= Digital Silk Road =

Part of China's Belt and Road Initiative

The Digital Silk Road (DSR) is the digital infrastructure component of China's Belt and Road Initiative (BRI), launched in 2013 to enhance connectivity between China and partner countries. It includes deployment of 5G networks, fiber optic cables, satellite communications, and data center facilities to support cross-border digital trade, e-commerce, and financial integration, including potential use of China's digital renminbi.

China frames the Digital Silk Road as part of an effort to create a community of common destiny in cyberspace. A key component of the strategy is to build digital infrastructure in areas of the global south where private providers have not been willing to develop infrastructure and where local governments do not have the capacity to do so. China's willingness to develop digital infrastructure in such locations is in part due to the expectation that future population growth will be especially high in global south regions.

The Digital Silk Road involves many actors across both China's public and private sectors.

The DSR has expanded China's technological presence internationally through market engagement and diplomatic outreach. China's approach has evolved from providing telecommunications equipment to offering broader technology partnerships encompassing smart cities, cloud infrastructure, and artificial intelligence.

In the Gulf region, countries including Saudi Arabia and the United Arab Emirates have integrated Chinese firms such as Huawei, ZTE, Alibaba Cloud, and CSCEC Middle East into national digital transformation agendas, supporting smart city development, AI deployment, and sovereign cloud services. Chinese vendors are adapting to complex regulatory, security, and operational environments, emphasizing technology localization, governance co-creation, and resilience strategies to sustain influence amid China–U.S. competition.

== History ==
In 2015, General Secretary of the Chinese Communist Party Xi Jinping announced the Digital Silk Road. The Digital Silk Road is a component of the BRI which includes digital technological development, the development of digital standards, and the expansion of digital infrastructure. Its stated aim is to improve digital connectivity among participating countries, with China as the main driver of the improved digital infrastructure, with the benefit to China of reducing its reliance on American digital technology.

Digital Silk Road-related investments in projects outside China reached an estimated US$79 billion as of 2018.

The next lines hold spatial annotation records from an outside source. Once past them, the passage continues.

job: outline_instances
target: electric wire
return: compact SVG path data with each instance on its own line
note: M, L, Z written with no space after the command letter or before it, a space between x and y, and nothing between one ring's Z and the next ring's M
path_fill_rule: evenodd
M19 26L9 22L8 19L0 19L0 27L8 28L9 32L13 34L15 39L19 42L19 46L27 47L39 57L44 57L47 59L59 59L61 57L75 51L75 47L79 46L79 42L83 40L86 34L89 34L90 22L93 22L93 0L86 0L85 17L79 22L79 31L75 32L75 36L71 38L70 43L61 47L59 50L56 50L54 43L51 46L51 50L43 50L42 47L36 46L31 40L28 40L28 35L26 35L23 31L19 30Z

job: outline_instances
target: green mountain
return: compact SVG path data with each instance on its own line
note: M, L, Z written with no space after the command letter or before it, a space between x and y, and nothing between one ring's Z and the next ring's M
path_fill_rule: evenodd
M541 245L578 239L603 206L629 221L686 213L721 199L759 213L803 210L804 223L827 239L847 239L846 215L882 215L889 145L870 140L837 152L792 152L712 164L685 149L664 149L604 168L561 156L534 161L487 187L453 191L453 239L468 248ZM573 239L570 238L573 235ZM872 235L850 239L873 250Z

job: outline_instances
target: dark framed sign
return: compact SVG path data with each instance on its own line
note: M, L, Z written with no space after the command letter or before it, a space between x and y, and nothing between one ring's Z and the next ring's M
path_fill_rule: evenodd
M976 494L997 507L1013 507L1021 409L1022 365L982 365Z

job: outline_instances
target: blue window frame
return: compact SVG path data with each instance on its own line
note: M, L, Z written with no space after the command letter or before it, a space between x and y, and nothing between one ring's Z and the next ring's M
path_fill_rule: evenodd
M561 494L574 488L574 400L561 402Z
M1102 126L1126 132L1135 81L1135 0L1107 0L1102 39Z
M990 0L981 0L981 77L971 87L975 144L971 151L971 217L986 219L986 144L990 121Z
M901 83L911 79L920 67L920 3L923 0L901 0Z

The 2018 Eurasian Economic Unition (EAEU) -China Agreement created a framework for developing cooperation in digitalization and technology, facilitating Chinese companies' deployment of telecommunications infrastructure and smart city projects across the region.

In the EAEU, Chinese technology companies have established significant market presence, particularly following the 2022 Ukrainian crisis when they expanded their foothold in high technology markets across member states including Russia, Belarus, Kazakhstan, and Kyrgyzstan, with Armenia being a notable exception.

In February 2024, leaked documents from a Chinese government contractor based in Shanghai called I-Soon provided details into a hacking campaign involving the critical infrastructure of Digital Silk Road partner countries.

== Assessment ==
The Digital Silk Road has also been described as a pathway to export China's system of mass surveillance and censorship technology of the Great Firewall to multiple countries.

In a 2024 literature review, academics Christopher Foster et al. write that the focus on concerns about the potential negative impacts of Chinese digital expansion in the global south are often speculative, not evidence-based, worries and that there is "virtually no specific evidence as yet about the positive local economic impact of Digital Silk Road."